Couple of hints: Make sure your food processor is tight and in place properly. It will leak otherwise. Also, be sure to cool the meat before trying to pull it apart. It's quite hot and is easier to handle when cooler.



Mexican Chorizo Recipe
5 whole peppercorns
3 whole cloves
1/4 teaspoon ground cinnamon
1/2 teaspoon dried oregano, preferably Mexican
1/2 teaspoon dried thyme
2 teaspoons (5 g) paprika
2 teaspoons (10 g) salt
2 dried ancho chilis
1 dried guajillo chili
1 dried chipotle chili 
1 dried chili de árbol
2 cloves garlic
3 tablespoons (45 ml) apple cider vinegar
1 pound (450 g) fatty pork, coarsely ground

Grind the peppercorns, cloves, cinnamon, oregano, thyme, paprika and salt in a spice grinder and grind to a powder.

Remove the stems and seeds from the dried chili peppers. Heat a cast-iron skillet over medium-high heat and press the chilis into the skillet with a utensil to dry roast them on each side. Place dry-roasted chilis in a bowl and pour boiling water over them to cover. Place a small plate on top to keep them submerged. Let stand 30 minutes til completely rehydrated.

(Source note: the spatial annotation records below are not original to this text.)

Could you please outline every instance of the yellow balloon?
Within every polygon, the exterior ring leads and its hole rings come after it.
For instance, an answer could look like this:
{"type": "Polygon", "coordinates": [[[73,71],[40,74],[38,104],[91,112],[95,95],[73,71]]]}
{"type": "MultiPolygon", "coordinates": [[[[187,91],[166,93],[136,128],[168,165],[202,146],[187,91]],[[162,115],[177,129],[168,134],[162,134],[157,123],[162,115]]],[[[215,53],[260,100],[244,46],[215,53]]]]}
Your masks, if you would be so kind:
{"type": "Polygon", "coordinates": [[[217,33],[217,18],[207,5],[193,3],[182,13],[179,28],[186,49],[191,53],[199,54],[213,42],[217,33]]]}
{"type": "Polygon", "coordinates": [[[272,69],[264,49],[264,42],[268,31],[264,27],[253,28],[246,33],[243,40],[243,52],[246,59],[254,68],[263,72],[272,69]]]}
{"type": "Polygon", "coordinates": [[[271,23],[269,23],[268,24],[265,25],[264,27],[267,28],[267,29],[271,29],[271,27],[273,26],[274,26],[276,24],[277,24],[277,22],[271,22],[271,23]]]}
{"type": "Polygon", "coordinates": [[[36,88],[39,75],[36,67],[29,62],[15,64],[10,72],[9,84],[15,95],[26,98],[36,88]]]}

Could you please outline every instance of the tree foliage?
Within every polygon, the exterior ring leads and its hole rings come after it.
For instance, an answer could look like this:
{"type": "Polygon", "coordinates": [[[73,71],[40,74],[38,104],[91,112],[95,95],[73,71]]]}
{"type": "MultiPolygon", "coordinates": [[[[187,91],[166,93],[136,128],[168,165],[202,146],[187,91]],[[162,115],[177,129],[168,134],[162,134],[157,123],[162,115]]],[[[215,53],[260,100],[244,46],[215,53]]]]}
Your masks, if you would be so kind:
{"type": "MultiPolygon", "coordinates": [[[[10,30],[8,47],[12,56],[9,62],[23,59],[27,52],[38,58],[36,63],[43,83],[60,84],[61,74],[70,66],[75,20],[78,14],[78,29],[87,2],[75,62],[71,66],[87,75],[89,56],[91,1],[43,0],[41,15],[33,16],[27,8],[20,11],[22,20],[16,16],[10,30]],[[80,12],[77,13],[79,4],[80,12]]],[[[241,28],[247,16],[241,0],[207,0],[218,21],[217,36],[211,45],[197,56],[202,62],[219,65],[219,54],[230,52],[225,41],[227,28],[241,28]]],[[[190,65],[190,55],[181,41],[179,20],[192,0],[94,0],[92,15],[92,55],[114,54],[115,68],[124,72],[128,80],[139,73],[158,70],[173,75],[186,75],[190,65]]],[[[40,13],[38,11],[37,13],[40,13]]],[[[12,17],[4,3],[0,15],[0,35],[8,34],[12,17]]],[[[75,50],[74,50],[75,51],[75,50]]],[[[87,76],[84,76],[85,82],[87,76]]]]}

Combine spice mixture, rehydrated chilis, garlic and vinegar in a food processor and process into a paste. 

Mix paste and pork thoroughly together with a wooden spoon or your hands. 

Cover tightly with plastic wrap and refrigerate overnight to allow flavors to marry.Cook

Chipotle Beef Tamale Filling Recipe
4 dried anchos chiles, stemmed, seeded and torn into 1/2 inch pieces
3 Tbsp vegetable oil
1 large onion, chopped
6 garlic cloves, minced
1 1/2 Tbsp miced canned chipotle chile in adobo sauce
1 tsp dried oregano
1 tsp sugar, plus extra as needed
3/4 cup ground cumin
1/2 tsp ground cinnamon
1/8 tsp ground cloves
Salt and Pepper
3 cups beef broth
1 3/4 pounds top blade steaks, trimmed
1 1/2 Tbsp red wine vinegar

1.  Toast anchos in skillet over medium heat, stirring frequently until fragrant. 2-6 minutes and transfer fo bowl.
2. Heat oil in skillet and add onion and cook until softened. Stir in garlic, chipotle, oregano, sugar, cumin, cinnamon, cloves, 1 tsp salt, and toasted chiles and cook for 30 seconds. Stir in broth and simmer until slightly reduced, about 10 minutes. Transer mixture to blender and process until smooth, about 20 seconds, return to skillet.
3. Season beef with salt and pepper, nestle into skillet, and bring to simmer over medium heat. Cover, reduce heat to low, and cook until beef is very tender, about 1 1/2 hours.
Transfer beef to carving board and let cool slightly. Using 2 forks, shred beef into small pieces. Stir vinegar into sauce and season with salt, pepper and sugar to taste. Toss shredded beef with 1 cup sauce. Reheat remaining sauce and serve with tamales.